Real-Time Procedural Learning From Experience for AI Agents
Dasheng Bi, Yubin Hu, Mohammed N. Nasir
TL;DR
Real-world AI agents must acquire procedural knowledge after deployment in dynamic environments. The paper introduces PRAXIS, a lightweight state-dependent procedural memory that stores local interaction traces and retrieves them by jointly matching environmental and internal states, integrating it into the Altrina web agent. Evaluated on the REAL web-browsing benchmark, PRAXIS yields consistent improvements in accuracy, reliability, and efficiency across multiple backbone models and shows preliminary generalization to unseen tasks.

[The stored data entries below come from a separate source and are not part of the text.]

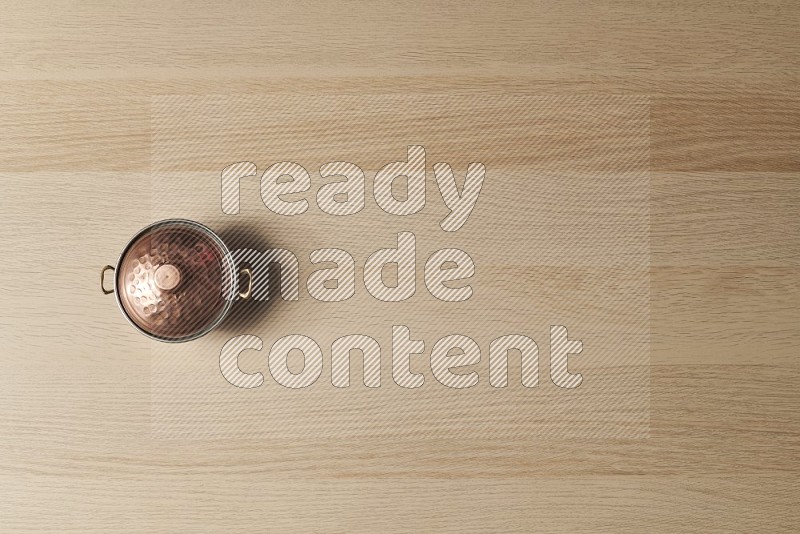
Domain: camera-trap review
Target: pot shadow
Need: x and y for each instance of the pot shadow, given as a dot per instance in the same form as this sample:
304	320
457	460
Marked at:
245	314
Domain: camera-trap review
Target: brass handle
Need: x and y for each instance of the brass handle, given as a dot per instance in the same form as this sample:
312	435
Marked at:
249	272
103	279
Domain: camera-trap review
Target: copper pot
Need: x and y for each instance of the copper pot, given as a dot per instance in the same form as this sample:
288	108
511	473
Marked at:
176	280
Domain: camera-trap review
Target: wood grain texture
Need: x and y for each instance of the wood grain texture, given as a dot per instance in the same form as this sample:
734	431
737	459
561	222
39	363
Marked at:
76	83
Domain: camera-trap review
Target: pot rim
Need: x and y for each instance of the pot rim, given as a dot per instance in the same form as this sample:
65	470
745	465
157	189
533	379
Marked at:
229	265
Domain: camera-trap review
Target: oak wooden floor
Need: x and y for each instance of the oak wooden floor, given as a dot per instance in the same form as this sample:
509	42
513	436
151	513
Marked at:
723	453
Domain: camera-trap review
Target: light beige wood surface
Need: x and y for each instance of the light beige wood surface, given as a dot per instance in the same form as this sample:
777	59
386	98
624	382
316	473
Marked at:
77	449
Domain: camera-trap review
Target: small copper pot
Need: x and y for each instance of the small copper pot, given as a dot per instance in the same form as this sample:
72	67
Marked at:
176	280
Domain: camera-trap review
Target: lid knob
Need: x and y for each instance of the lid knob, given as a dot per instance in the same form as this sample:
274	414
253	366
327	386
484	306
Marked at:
167	277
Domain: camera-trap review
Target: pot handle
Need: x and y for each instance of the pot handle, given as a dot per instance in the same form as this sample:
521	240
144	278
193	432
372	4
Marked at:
249	291
103	279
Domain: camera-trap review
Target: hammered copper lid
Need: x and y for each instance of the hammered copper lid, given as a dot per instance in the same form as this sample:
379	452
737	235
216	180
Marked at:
174	280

The results demonstrate that state-dependent procedural recall provides reusable, context-grounded priors that enhance robust, adaptive web automation and potentially broader agentic applications.
Abstract
Learning how to do things from trial and error in real time is a hallmark of biological intelligence, yet most LLM-based agents lack mechanisms to acquire procedural knowledge after deployment. We propose Procedural Recall for Agents with eXperiences Indexed by State (PRAXIS), a lightweight post-training learning mechanism that stores the consequences of actions and retrieves them by jointly matching environmental and internal states of past episodes to the current state. PRAXIS augments agentic action selection with retrieved state-action-result exemplars that are generated in real time. When evaluated on the REAL web browsing benchmark, PRAXIS improves task completion accuracy, reliability, and cost efficiency across different foundation model backbones, and shows preliminary generalization to unseen tasks in similar environments. These results demonstrate that PRAXIS enables the practical adoption of AI agents in fast-evolving stateful environments by helping them learn new procedures effectively.